Yeah, I remember that we are solving the readability problem of the for-loop version. And with helpers like that, it makes the readability problem even worse. But since we are already here, let's benchmark it anyway.

Guess how our transformer function looks?

export function convertToSuperEntitiesWithIterators(
  lookup: Map<number, Entity[]>,
  entities: Entity[]
): SuperEntity[] {
  const groupSizeFilter = isEntityGroupBig.bind(null, lookup, entities.length);
  const greaterThanTwoIterable = filter(isValueGreaterThatTwo, entities);
  const andHasABigGroupIterable = filter(groupSizeFilter, greaterThanTwoIterable);
  const mappedIterable = map(
    (entity) => mapToSuperEntity(lookup, entity),
    andHasABigGroupIterable
  );
  return [...filter(isSuperEntity, mappedIterable)];
}

Here is the updated benchmark:

async function run(n: number) {
  const entities = getEntities(n);
  const lookup = createLookupMap(entities);
  return suite(
    `Entity(${n}) to SuperEntity transformer`,
    add("array methods", () => {
      return convertToSuperEntities(lookup, entities);
    }),
    add("for loop", () => {
      return convertToSuperEntitiesWithLoop(lookup, entities);
    }),
    add("generators", () => {
      return convertToSuperEntitiesWithGenerators(lookup, entities);
    }),
    add("iterators", () => {
      return convertToSuperEntitiesWithIterators(lookup, entities);
    }),
    cycle()
  );
}

And here is the result:

# npx ts-node src/benchmark.ts
Running "Entity(100000) to SuperEntity transformer" suite...
Progress: 100%

  array methods:
    4.8 ops/s, ±17.19%   | 2.04% slower

  for loop:
    4.9 ops/s, ±21.21%   | fastest

  generators:
    4 ops/s, ±19.09%     | slowest, 18.37% slower

  iterators:
    4.4 ops/s, ±12.05%   | 10.2% slower

Here we are.
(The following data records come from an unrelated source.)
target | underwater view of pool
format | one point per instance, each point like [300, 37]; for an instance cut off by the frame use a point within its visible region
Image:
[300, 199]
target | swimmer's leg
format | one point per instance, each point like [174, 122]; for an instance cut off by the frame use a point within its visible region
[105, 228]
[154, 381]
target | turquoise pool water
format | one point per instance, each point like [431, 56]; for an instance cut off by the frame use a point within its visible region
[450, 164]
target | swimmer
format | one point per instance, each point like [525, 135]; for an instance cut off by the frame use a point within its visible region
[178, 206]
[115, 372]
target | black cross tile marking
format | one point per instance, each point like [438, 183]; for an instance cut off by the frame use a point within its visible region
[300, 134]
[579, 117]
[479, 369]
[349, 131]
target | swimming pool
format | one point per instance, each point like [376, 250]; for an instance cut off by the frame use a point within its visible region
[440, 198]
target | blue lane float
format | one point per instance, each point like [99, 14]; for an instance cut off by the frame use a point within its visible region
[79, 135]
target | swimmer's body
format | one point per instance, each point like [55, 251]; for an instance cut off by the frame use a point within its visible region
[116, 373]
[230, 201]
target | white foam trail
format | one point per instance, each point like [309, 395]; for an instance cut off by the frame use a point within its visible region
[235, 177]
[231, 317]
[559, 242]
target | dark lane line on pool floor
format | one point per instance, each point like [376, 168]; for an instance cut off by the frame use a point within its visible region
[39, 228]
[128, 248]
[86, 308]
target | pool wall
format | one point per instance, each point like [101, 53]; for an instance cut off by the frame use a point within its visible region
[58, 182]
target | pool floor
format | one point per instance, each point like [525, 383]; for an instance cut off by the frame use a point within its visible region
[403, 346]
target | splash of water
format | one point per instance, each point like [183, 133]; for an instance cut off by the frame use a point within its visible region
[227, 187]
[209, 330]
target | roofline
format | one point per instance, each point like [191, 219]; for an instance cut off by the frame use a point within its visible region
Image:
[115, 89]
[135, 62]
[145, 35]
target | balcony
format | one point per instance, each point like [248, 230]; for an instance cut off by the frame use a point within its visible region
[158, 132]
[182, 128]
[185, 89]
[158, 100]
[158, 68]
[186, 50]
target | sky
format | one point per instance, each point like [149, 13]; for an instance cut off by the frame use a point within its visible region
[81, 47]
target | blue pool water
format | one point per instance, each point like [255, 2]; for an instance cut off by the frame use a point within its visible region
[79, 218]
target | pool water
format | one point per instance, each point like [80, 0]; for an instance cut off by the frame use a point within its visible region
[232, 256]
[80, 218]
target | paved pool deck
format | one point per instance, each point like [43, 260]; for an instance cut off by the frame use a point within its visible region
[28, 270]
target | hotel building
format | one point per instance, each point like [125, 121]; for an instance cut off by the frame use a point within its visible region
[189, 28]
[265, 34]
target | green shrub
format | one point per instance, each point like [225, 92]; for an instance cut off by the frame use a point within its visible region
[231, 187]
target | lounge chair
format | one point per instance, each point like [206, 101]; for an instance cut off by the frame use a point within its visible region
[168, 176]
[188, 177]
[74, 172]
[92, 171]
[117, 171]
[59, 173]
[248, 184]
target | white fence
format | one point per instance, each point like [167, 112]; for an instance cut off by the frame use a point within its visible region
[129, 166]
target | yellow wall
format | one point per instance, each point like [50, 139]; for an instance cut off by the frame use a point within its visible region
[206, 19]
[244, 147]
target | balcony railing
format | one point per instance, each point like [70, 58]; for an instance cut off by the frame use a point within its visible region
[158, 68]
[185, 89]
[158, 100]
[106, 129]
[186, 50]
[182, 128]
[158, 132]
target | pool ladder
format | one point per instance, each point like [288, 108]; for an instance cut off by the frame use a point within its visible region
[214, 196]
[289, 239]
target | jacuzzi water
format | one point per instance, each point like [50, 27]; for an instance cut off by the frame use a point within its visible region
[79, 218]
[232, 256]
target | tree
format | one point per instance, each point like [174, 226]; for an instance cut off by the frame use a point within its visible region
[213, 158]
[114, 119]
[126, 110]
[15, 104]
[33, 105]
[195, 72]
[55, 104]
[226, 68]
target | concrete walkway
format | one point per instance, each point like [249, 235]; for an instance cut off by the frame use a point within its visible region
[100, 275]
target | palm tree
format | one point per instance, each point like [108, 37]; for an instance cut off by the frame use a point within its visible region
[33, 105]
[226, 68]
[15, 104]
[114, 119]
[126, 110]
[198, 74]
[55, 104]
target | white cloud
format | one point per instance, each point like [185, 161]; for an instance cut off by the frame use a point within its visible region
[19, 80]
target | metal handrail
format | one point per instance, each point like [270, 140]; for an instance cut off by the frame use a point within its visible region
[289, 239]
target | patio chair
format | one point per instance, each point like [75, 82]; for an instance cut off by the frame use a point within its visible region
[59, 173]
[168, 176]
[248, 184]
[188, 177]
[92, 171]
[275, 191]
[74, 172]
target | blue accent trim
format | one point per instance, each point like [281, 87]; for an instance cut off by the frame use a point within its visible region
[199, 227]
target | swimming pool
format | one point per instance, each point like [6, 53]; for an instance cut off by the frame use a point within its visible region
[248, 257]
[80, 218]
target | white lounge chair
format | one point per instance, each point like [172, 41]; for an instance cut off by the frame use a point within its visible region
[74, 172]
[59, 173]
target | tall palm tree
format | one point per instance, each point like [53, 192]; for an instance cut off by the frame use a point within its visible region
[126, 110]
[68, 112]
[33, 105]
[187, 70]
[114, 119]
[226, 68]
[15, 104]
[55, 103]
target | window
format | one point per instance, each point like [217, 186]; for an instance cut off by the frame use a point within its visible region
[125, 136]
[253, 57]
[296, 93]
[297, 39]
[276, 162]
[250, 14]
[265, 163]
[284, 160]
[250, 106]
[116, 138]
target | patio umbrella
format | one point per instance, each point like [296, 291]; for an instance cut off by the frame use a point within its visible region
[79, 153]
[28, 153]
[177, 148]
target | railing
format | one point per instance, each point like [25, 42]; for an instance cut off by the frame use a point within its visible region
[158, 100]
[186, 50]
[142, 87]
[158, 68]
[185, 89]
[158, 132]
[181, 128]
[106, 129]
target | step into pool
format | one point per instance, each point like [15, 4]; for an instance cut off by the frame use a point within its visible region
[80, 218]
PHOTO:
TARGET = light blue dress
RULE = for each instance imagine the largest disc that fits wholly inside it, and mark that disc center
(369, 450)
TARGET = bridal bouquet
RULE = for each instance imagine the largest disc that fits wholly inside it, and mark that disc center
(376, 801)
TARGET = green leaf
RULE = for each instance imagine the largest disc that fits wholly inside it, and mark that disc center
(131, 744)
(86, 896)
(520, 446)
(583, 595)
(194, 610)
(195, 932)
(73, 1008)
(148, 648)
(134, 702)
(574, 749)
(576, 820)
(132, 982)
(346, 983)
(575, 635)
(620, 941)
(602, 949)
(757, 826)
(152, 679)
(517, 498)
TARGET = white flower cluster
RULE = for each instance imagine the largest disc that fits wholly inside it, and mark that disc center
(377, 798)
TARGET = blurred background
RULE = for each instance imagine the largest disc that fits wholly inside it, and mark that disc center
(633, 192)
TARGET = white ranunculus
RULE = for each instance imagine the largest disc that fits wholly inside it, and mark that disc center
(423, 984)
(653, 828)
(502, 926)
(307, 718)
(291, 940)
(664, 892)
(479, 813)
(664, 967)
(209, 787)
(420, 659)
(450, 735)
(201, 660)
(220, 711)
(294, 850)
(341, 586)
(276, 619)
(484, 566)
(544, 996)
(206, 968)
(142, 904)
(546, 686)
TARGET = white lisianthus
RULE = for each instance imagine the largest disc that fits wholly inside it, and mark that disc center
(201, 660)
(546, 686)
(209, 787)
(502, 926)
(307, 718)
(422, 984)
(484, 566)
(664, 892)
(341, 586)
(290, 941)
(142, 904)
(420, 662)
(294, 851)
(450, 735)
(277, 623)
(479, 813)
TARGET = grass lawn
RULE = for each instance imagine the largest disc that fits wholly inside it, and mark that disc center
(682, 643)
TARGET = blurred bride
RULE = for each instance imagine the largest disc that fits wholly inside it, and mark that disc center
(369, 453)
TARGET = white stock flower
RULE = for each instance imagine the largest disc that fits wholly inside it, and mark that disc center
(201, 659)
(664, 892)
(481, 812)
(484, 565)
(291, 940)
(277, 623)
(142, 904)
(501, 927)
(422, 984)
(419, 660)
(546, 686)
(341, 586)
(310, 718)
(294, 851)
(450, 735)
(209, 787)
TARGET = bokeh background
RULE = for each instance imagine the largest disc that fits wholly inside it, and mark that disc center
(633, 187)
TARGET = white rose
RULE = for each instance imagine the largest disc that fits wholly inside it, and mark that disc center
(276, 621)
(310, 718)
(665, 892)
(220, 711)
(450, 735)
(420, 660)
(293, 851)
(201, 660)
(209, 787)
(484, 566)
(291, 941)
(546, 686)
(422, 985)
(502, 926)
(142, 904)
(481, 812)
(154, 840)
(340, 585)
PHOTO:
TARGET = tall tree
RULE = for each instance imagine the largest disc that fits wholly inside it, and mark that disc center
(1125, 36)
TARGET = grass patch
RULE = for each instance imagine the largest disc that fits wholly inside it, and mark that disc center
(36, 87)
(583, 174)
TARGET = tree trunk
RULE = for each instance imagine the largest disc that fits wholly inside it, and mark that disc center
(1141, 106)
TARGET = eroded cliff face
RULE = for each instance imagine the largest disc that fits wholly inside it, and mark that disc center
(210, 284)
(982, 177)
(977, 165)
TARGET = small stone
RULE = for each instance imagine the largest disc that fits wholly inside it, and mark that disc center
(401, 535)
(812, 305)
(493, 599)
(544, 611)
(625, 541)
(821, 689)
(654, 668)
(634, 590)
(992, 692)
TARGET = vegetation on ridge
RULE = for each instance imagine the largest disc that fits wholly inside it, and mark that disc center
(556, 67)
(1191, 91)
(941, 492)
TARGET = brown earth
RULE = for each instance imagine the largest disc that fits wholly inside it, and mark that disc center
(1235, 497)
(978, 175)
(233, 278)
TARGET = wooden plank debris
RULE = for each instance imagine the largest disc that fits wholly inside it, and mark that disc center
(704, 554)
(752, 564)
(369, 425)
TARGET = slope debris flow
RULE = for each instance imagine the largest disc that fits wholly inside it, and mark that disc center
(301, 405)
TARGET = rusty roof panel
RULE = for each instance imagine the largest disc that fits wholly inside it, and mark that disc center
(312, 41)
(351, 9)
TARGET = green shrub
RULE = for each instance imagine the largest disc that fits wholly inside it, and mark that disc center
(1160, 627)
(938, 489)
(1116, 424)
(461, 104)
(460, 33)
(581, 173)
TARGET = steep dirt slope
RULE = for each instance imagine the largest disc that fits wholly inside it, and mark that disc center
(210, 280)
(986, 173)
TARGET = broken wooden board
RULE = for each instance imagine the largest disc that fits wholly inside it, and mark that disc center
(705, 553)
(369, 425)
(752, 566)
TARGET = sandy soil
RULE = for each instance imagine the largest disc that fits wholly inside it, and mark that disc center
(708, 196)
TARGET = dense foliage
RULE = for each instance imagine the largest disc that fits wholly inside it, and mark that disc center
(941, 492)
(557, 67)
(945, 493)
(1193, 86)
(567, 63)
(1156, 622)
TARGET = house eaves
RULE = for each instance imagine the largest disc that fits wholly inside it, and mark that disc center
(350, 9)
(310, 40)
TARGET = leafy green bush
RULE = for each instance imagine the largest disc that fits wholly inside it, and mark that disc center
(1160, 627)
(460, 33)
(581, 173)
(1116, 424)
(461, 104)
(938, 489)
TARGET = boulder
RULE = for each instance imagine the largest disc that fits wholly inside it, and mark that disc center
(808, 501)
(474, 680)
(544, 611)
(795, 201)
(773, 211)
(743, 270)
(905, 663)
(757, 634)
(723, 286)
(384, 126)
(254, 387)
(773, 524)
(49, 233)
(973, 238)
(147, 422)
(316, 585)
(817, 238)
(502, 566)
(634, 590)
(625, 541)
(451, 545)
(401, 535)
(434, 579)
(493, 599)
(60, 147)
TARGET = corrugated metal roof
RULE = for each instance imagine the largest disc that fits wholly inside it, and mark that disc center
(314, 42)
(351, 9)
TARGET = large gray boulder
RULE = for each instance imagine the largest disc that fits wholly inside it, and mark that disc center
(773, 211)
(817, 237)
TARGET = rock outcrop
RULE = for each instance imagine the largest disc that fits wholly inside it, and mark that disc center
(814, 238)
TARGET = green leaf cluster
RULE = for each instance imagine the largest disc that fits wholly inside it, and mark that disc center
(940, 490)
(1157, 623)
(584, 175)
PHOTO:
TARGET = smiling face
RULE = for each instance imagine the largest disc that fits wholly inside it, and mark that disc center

I will use this post as proof that any performance optimization made upfront is useless. I mean, there is no sense in using generators for performance optimization. And I think we can agree that there is no sense in using iterators to solve the readability and performance problems. So we left with array methods and for-loop, where the difference is around 5%.

When you are in the measuring contest, it’s hard to stop. And I have a few questions to ask. For example, how different are the results for different input sizes?

There is nothing visible on a linear scale, so this is a logarithmical one. And even though I was expecting for-loop to be a winner with a big margin, in reality, things are different.

Do you see? Something strange happens around 20000 and 65000 input sizes. I rerun the whole thing multiple times on different machines, and it is still there. If you know what it is and why it is there, drop me a message, I would also like to know.

But let's get back to generators. Why may you still want to use them? You may want to use generators when you get data in chunks, and those chunks are arriving slower than you can process them. Imagine any IO operation, reading from the filesystem, network, etc. Instead of waiting till all the chunks are received, you can start processing the data while waiting for the next chunk. You can do that with streams or generators. I find stream API hard to make type-safe and compose. This leaves only one real option - generators. If you want an example, check out readline API, and imagine how easily you can apply map and filter helpers from the above.

Let's stop here. I hope that you had fun reading this. I had fun writing it. And I feel it lacks some bullet points in the end, so here we go.

Mandatory bullet points at the end:

1. Newer do a performance optimization without benchmarks.
2. Generators in javascript are slow.
3. Array methods in Javascript are surprisingly fast.